In past years, fog has closed the channel for days at a time, and closing for an oil spill will have the same effect, said Greg Bram, senior vice president of supply chain for Valero.

Refiners can use more domestic crude from pipelines when shipments are delayed, Bram said. Valero has two refineries on the channel, in Texas City and Houston, with combined capacity of more than 300,000 barrels a day.

The spill occurred when a barge being towed by the vessel Miss Susan was struck by the 585-foot bulk carrier Summer Wind, causing one of the barge’s six tanks to leak fuel oil, the Coast Guard said. The collision occurred at 12:35 p.m. The fuel from the remaining five tanks has been transferred, and the vessel will be moved to a local shipyard, the Coast Guard said.

Workers have refloated the barge, whose tanks were carrying 22,000 barrels of ship fuel when the collision occurred near Texas City, Lt. j.g. Kristopher Kidd, a spokesman for the Coast Guard, said Monday.

There were six collisions in the channel last year, Coast Guard data show. Incidents closed the waterway for 26 hours in 2013, compared with 5.5 hours in 2012 and 157.2hours in 2011. An average day on the channel in 2013 saw 38 tankers, 22 freighters, one cruise ship, 345 tows, six public vessels, 297 ferries, 25 other transits and 75 ships in port.

The Coast Guard is also working to allow the Bolivar ferry to run between the eastern portion of Galveston Island and the Bolivar Peninsula, Danus said.

The spill may pose a risk to migratory birds who have their habitat on both shores of the channel, The Associated Press reported, citing Richard Gibbons, the conservation director of the Houston Audubon Society. Seven oiled birds have been found. Three were dead and four were transferred to a wildlife rehabilitation facility in Baytown, according to Coast Guard spokesman Danus.

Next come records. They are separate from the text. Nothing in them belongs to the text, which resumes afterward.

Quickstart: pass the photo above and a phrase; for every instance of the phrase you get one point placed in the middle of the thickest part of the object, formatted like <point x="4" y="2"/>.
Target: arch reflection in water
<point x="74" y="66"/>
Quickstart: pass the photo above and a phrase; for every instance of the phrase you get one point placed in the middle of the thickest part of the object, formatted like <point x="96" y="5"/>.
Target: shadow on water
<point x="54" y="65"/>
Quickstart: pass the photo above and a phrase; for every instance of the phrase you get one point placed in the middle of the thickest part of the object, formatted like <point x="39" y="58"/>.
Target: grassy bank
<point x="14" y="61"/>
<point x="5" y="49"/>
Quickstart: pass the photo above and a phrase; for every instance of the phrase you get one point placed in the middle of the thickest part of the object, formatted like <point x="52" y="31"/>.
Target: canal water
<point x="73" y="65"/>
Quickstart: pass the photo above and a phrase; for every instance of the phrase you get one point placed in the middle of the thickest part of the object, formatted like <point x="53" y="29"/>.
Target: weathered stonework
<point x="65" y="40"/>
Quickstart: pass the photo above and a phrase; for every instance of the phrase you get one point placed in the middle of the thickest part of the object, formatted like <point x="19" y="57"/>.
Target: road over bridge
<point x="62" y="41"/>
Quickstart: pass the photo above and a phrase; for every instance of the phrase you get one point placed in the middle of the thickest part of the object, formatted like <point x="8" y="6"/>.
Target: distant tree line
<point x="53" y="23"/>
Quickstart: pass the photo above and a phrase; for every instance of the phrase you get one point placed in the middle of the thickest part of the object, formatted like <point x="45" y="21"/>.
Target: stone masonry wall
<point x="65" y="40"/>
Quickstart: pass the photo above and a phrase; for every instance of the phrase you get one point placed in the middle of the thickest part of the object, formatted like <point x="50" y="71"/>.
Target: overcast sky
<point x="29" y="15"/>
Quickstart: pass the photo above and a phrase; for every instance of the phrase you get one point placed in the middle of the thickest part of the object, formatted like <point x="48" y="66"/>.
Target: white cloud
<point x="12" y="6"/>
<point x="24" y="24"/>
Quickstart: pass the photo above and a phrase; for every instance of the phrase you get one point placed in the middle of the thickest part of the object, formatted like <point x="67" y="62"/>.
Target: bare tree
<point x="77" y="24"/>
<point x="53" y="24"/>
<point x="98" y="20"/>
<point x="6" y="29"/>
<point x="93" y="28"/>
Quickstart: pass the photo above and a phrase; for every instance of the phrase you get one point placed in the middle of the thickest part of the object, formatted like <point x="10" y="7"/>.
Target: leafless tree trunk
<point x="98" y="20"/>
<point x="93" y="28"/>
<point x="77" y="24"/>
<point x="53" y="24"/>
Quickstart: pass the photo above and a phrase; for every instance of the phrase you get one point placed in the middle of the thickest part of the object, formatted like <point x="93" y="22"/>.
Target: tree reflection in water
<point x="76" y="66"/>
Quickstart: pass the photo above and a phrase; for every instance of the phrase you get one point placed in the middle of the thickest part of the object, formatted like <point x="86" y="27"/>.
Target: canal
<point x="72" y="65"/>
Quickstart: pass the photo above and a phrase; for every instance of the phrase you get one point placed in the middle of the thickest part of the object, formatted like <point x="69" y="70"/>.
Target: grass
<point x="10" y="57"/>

The vessel was identified as Kirby Barge 27706, according to the Port of Houston Authority. Kirby Inland Marine LP, the company that owns the Miss Susan and the barge, declined to comment Monday when reached by phone.

There were more than 30 recovery craft on site Monday, up from 24 at the start of Sunday, Kidd said. Some worked through the night, aided by containment booms stretching for more than 69,000 feet, the Coast Guard said.

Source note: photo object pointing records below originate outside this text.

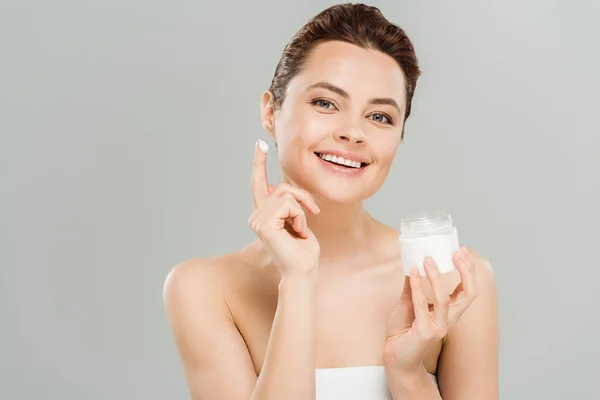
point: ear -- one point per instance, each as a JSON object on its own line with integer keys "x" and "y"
{"x": 267, "y": 112}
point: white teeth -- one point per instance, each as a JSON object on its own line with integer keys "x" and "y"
{"x": 340, "y": 160}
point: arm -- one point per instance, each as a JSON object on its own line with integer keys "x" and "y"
{"x": 216, "y": 361}
{"x": 468, "y": 366}
{"x": 417, "y": 386}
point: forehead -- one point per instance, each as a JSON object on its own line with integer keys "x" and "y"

The estimated economic effect of closing the channel is an $330 million a day, according to the port authority.

“This is like a hurricane or a tropical storm,” said Peter Fasullo, a principal at Houston-based energy consultant EnVantage Inc. “The ship channel could be shut for several days or even a week.”

In 2013, an average of 2.15 million barrels a day of products such as gasoline and diesel fuel were exported from the Gulf Coast, and 3.76 million barrels of day of crude were imported, according to the Energy Information Administration.

Information for this article was contributed by Bradley Olson, Dan Murtaugh, Isaac Arnsdorf and Anthony DiPaola of Bloomberg News and Jessica Seaman of the Arkansas Democrat-Gazette.